Dr Stephen Pianko, Gastroenterology Department, Alfred Hospital, Commercial Road, Prahran 3181, Australia. E-mail: spianko@bigpond.net.au

Abstract

Epidemiological studies have established that heavy alcohol consumption in persons with chronic hepatitis C virus (HCV) infection is associated with advanced liver disease, including cirrhosis. The aims of this study were to evaluate the relationship between alcohol consumption and hepatocyte apoptosis in HCV-infected patients and to determine the role of Fas in HCV-mediated apoptosis.

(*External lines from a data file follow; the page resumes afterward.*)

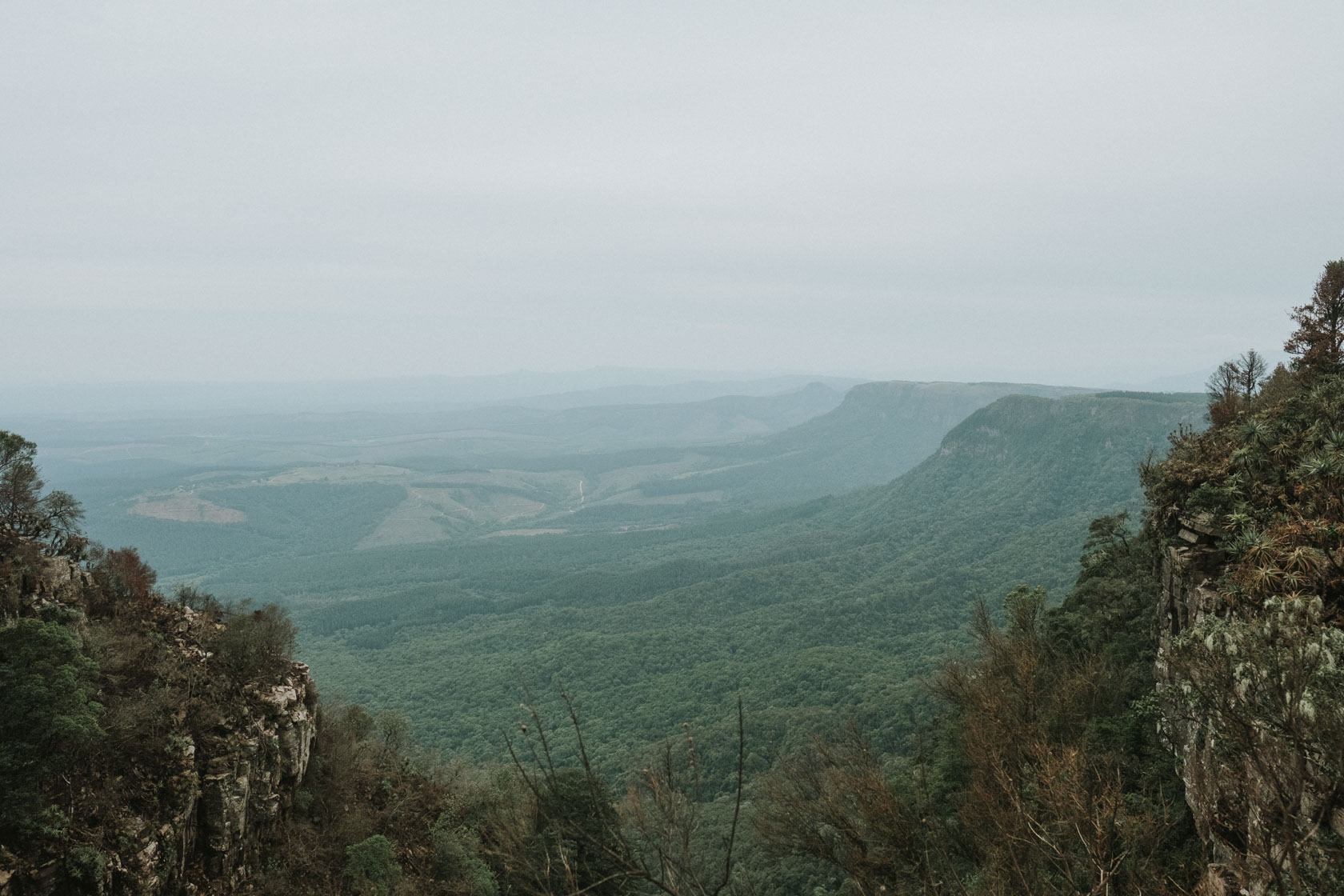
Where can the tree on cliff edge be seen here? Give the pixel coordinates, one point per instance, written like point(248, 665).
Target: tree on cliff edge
point(1318, 340)
point(25, 512)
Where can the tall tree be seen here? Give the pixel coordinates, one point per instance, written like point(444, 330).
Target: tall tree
point(1251, 370)
point(1318, 340)
point(23, 510)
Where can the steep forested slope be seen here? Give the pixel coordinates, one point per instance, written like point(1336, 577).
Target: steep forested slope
point(832, 607)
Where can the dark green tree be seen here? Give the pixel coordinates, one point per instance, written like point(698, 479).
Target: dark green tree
point(25, 512)
point(46, 712)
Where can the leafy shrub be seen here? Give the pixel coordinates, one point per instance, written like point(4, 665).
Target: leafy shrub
point(254, 644)
point(46, 711)
point(371, 866)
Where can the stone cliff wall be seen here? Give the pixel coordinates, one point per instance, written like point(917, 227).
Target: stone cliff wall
point(1237, 798)
point(227, 787)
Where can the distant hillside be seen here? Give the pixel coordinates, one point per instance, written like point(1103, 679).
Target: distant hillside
point(879, 431)
point(820, 610)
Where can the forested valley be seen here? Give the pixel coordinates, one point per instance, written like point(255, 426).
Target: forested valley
point(898, 641)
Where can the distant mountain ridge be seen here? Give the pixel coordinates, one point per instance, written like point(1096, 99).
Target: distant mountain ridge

Liver tissue from 44 HCV-infected patients with variable alcohol consumption, and 10 normal control subjects who did not consume alcohol was examined for hepatocyte apoptosis, proliferation and Fas expression. Alcohol consumption was assessed using the ‘Lifetime Drinking History’ alcohol questionnaire. HCV RNA, alanine aminotransferase (ALT) and ferritin were also assessed in addition to demographic data. Hepatocyte apoptosis was significantly greater in HCV-infected patients compared to controls. Expression of Fas (CD95) was found in HCV patients but not in controls. The degree of Fas expression correlated with hepatocyte apoptosis as detected by terminal UTP nick end labelling (TUNEL). Active ethanol consumption led to a significant increase in hepatocyte apoptosis. Fas expression correlated with fibrosis in HCV-infected patients who were not actively drinking ethanol. In summary, HCV leads to increased apoptotic cell death in hepatocytes. Programmed cell death can be further up-regulated by active ethanol consumption. The correlation between Fas expression and TUNEL supports the hypothesis that the Fas–Fas ligand interaction is the major mechanism for HCV-induced hepatocyte apoptosis.